# Captcha Hacker

### 1. Import Modules

In [1]:
from torch.utils.data import DataLoader, TensorDataset, Dataset
import torch
import torch.nn.functional as F
import pandas as pd
from pathlib import Path
import os
import cv2
import numpy as np
import torchvision.transforms as tf
from torch.optim import Adam
from torch.optim.lr_scheduler import ReduceLROnPlateau, ExponentialLR
import time

### 2. Load Data

In [2]:
from google.colab import drive
drive.mount('/content/drive', force_remount=True)

Mounted at /content/drive


In [3]:
# !unzip /content/drive/MyDrive/ML_HW5/captcha.zip -d /content
# !unzip /content/drive/MyDrive/ML_HW5/test.zip -d /content

In [4]:
# %cd "/content/drive/MyDrive/ML_HW5"

### 3. Set Random Seed


In [5]:
torch.manual_seed(120)
np.random.seed(120)

### 4. Custom Dataset

In [6]:
class CaptchaDataset(Dataset):
    def __init__(self, train_img, train_label) -> None:
        self.train_img = train_img
        self.train_label = train_label
        self.length = len(train_img)
        self.transform = tf.Compose(
            [
                tf.RandomRotation([0, 15]),
                tf.Lambda(lambda x: x.repeat(3, 1, 1)),
            ]
        )

    def __getitem__(self, index):

        image = self.transform(self.train_img[index])

        label = self.train_label[index]
        return image, label

    def __len__(self):
        return self.length

### 5. Load Data Function

In [7]:
def load_data(captcha_len=1, batch_size=128):
    alphabet = list("0123456789abcdefghijklmnopqrstuvwxyz")
    x = captcha_len if captcha_len != 4 else 3
    train_path = Path(".") / "captcha" / f"task{x}"

    train_img = []
    train_label = []

    for path in train_path.rglob("*.png"):
        img = cv2.imread(str(path))
        img = cv2.cvtColor(img, cv2.COLOR_BGR2GRAY)
        img = img / 255.0
        # cv2.imshow("", img)
        # cv2.waitKey(0)
        img = np.reshape(img, (img.shape[0], img.shape[1], 1))
        img = img.transpose((2, 0, 1))
        label = str(path).split("/")[-1].split("_")[0]

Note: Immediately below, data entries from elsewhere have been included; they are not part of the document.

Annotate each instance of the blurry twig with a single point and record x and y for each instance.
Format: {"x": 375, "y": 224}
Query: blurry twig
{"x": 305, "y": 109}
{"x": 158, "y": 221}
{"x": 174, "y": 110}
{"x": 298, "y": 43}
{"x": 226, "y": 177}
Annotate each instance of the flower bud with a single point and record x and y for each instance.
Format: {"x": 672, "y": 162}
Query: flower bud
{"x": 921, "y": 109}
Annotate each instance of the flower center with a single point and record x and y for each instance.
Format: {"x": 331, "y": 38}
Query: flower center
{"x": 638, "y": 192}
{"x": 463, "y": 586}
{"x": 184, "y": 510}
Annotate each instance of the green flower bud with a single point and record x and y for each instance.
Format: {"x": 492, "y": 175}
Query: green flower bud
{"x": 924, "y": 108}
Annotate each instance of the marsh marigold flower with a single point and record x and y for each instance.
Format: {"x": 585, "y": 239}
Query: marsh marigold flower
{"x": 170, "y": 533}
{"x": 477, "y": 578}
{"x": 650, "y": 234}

        code = np.zeros((captcha_len, len(alphabet)))
        for i in range(captcha_len):
            code[i, alphabet.index(label[i])] = 1

        train_img.append(img)
        train_label.append(code)

    train_len = int(len(train_img) * 0.8)
    print(f"train_len: {train_len}")

    shuffle = np.arange(len(train_img))
    np.random.shuffle(shuffle)

    train_img = np.array(train_img)[shuffle].astype(np.float32)
    train_label = np.array(train_label)[shuffle]

    train_data = torch.tensor(train_img[:train_len])
    train_labels = torch.tensor(train_label[:train_len])
    train_set = CaptchaDataset(train_data, train_labels)
    train_iter = DataLoader(train_set, batch_size=batch_size, shuffle=True)

    valid_data = torch.tensor(train_img[train_len:])
    valid_labels = torch.tensor(train_label[train_len:])
    valid_set = CaptchaDataset(valid_data, valid_labels)
    valid_iter = DataLoader(valid_set, batch_size=batch_size)

    return train_iter, valid_iter


### 6. Model


In [8]:
import torch.nn as nn
from torchvision.models import resnet18


class ResCAPTCHA(nn.Module):
    def __init__(self) -> None:
        super().__init__()
        self.model = resnet18(weights="DEFAULT")
        self.model.fc = nn.Linear(512, 128)
        self.drop1 = nn.Dropout(0.3)
        self.dense1 = nn.Linear(in_features=128, out_features=36)
        self.dense2 = nn.Linear(in_features=128, out_features=36)
        self.dense3 = nn.Linear(in_features=128, out_features=36)
        self.dense4 = nn.Linear(in_features=128, out_features=36)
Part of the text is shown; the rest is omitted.